15 yıldır atıkları kontrol altına almak için “sıfır atık” hedefiyle çalıştıklarını ve bu konuda ciddi projeler hayata geçirdiklerini kaydeden Yıldırım, “Küresel iklim değişikliği ile mücadele için şimdiden 2030 yol haritamızı belirledik. 2030 yılında 246 milyon ton, 2012-2030 yılları arasında ise toplamda 1 milyar 920 milyon ton sera gazı emisyonu önlenmiş olacak.” dedi.

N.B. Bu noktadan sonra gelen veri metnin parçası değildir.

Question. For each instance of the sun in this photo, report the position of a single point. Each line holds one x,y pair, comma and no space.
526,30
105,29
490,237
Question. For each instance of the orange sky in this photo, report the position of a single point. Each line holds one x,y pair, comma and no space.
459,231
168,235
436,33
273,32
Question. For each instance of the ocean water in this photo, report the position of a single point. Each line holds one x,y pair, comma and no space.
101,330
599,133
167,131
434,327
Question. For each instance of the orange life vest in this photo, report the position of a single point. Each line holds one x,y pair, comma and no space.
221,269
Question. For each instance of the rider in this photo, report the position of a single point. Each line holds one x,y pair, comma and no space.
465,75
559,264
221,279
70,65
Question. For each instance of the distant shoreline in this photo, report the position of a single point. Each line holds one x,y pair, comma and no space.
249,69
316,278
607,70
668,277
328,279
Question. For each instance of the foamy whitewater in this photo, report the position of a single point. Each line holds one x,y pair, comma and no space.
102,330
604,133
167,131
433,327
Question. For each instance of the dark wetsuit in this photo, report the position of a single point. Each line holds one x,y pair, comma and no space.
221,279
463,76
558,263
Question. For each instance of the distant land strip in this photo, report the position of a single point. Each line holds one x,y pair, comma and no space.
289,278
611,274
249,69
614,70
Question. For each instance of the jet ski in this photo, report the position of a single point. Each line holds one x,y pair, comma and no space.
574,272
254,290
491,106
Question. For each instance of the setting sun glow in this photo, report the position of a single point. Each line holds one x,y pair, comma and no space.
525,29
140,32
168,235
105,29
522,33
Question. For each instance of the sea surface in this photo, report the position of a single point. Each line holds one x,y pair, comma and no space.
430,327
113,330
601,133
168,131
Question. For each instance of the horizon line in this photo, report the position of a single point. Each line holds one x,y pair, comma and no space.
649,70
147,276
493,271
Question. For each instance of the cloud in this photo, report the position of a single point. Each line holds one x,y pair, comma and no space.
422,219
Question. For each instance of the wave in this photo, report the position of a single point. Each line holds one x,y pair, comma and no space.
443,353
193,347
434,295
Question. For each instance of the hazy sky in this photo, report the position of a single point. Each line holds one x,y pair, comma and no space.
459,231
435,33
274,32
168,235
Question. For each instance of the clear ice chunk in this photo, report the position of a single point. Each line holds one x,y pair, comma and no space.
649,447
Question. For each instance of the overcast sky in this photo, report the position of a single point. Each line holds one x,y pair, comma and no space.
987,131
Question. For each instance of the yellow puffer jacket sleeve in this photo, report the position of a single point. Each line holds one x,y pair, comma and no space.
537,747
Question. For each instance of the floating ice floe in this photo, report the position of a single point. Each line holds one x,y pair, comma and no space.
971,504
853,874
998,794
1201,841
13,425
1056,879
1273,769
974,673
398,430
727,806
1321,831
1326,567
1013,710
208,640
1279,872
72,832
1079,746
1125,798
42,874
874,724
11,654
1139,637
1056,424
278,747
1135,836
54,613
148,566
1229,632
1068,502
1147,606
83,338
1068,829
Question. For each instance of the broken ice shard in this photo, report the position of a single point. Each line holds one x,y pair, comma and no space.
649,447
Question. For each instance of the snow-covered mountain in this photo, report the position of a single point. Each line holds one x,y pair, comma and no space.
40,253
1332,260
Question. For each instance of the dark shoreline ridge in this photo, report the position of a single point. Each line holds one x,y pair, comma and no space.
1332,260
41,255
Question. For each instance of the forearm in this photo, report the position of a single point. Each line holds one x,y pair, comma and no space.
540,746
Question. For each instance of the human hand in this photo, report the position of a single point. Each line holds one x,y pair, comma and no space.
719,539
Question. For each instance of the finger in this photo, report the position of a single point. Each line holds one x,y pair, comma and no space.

Yıldırım, yakın gelecekte şu anda toplu taşımada kullanılan elektrikli ulaşım araçlarının çok daha yaygınlaşacağını, elektrikli otomobillerin sektörde yerini almaya başladığını ifade etti. Yıldırım, şöyle devam etti:
“Güneş ve rüzgar başta olmak üzere yenilenebilir enerji kaynaklarından elektrik üretimi… Bu teknolojilere daha güçlü ve daha hızlı bir uyum sağlayacağız. Yenilenebilir enerji kullanımının artımıyla birlikte karbon salınımında da önemli bir azalma olacak. Devreye alacağımız güneş ve enerji santralleriyle dünyanın karşılaştığı, karşılaşacağı bu tehlikelerle mücadelede ülke olarak üzerimize düşeninin daha fazlasını yapmış oluyoruz.
Türkiye bugüne kadar insanlığı ve insanlığın geleceğini ilgilendiren hiçbir küresel ve bölgesel soruna kayıtsız kalmamıştır. Gelecek nesilleri ilgilendiren böylesine önemli bir konuda da asla kayıtsız kalamazdık.”
Temeli atılan ve toplam tutarı 500 milyon dolar olan tesis hakkında da bilgi veren Yıldırım, bu merkezde başta yüksek nitelikli mühendisler ve araştırmacılar olmak toplam bin kişinin istihdam edileceğini bildirdi.
Yıldırım, buranın aynı zamanda yeni enerji teknolojilerinin kusursuz bir şekilde yerli ve milli üretime dönüşeceği bir okul halini alacağını kaydetti.